Der Kern des Problems liegt im Regelwerk der EU, das jedem Asylwerber auch in aussichtslosen Fällen ein Recht auf ein Verfahren gibt, dessen konkrete Ausgestaltung jedoch – bis hin zu Schnellverfahren an der Grenze – frei ist, solange dabei rechtsstaatliche Grundsätze gewahrt bleiben.
Österreich agiert hier – im Gegensatz zu manch anderen EU-Staaten – rechtsstaatlich betont korrekt, schöpft derzeit mit Rücksicht auf die EU und seine Nachbarstaaten seine eigenen rechtlichen Möglichkeiten aber nicht aus und leidet deshalb besonders unter den illegalen Grenzübertritten.
Dem Innenminister ist es nun offenbar gelungen, das Verständnis der EU-Kommission dafür zu wecken, dass Österreich nicht länger der „Deschek“ bleiben kann.
Bei der Bevölkerung bleibt jedoch Enttäuschung, auch darüber, dass Asylwerber und Migranten nach glaubhaften Berichten unkontrolliert und ohne Fahrschein in Zügen durch Österreich fahren, auch unter Inanspruchnahme von Sitzplätzen, die andere – auf Empfehlung der ÖBB – gegen Bezahlung reserviert hatten.

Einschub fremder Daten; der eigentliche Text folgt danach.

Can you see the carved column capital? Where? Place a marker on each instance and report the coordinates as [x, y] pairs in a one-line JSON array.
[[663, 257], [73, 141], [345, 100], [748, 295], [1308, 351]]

Die Zugbegleiter, die erst vor wenigen Jahren auf Druck der Gewerkschaft durch einen eigenen Straftatbestand (§ 91a StGB) geschützt wurden, um besser für Ordnung sorgen zu können, sind oft nicht Herr der Lage. Ergebnis: Das Faustrecht an der Grenze setzt sich in den Zügen fort.
Bei den Betroffenen bleiben Frustration über die Recht- und Machtlosigkeit und der Verlust des Vertrauens in die Institutionen, die eigentlich die Wahrnehmung eigener Rechte garantieren sollten. Der Ärger darüber wird noch größer, wenn man diesen rechtlosen Zuständen als Kontrast die konsequente Abschiebung von seit Jahren gut integrierten Personen in ihre – wohlgemerkt sicheren – Herkunftsländer gegenüberstellt.
Im zuletzt Aufsehen erregenden Fall einer georgischen Schülerin argumentierte das Bundesamt für Fremdenwesen und Asyl damit, dass „in einem Rechtsstaat nicht akzeptiert werden könne, dass man durch rechtswidriges Verhalten Vorteile erhalte“.
Das ist richtig, hat aber immer und überall zu gelten, an den Grenzen genauso wie im Inland bei diversen illegalen Spontandemos, Flashmobs, Klebeaktionen und mutwilligen Sachbeschädigungen, aber natürlich auch auf EU-Ebene. Andernfalls leidet das Vertrauen in den Rechtsstaat und seine Institutionen.
Wer hier nicht gegensteuert, darf sich nicht wundern, wenn radikale Kräfte immer stärker werden.
Wolfgang Brandstetter ist ehemaliger österreichischer Justizminister und Vizekanzler.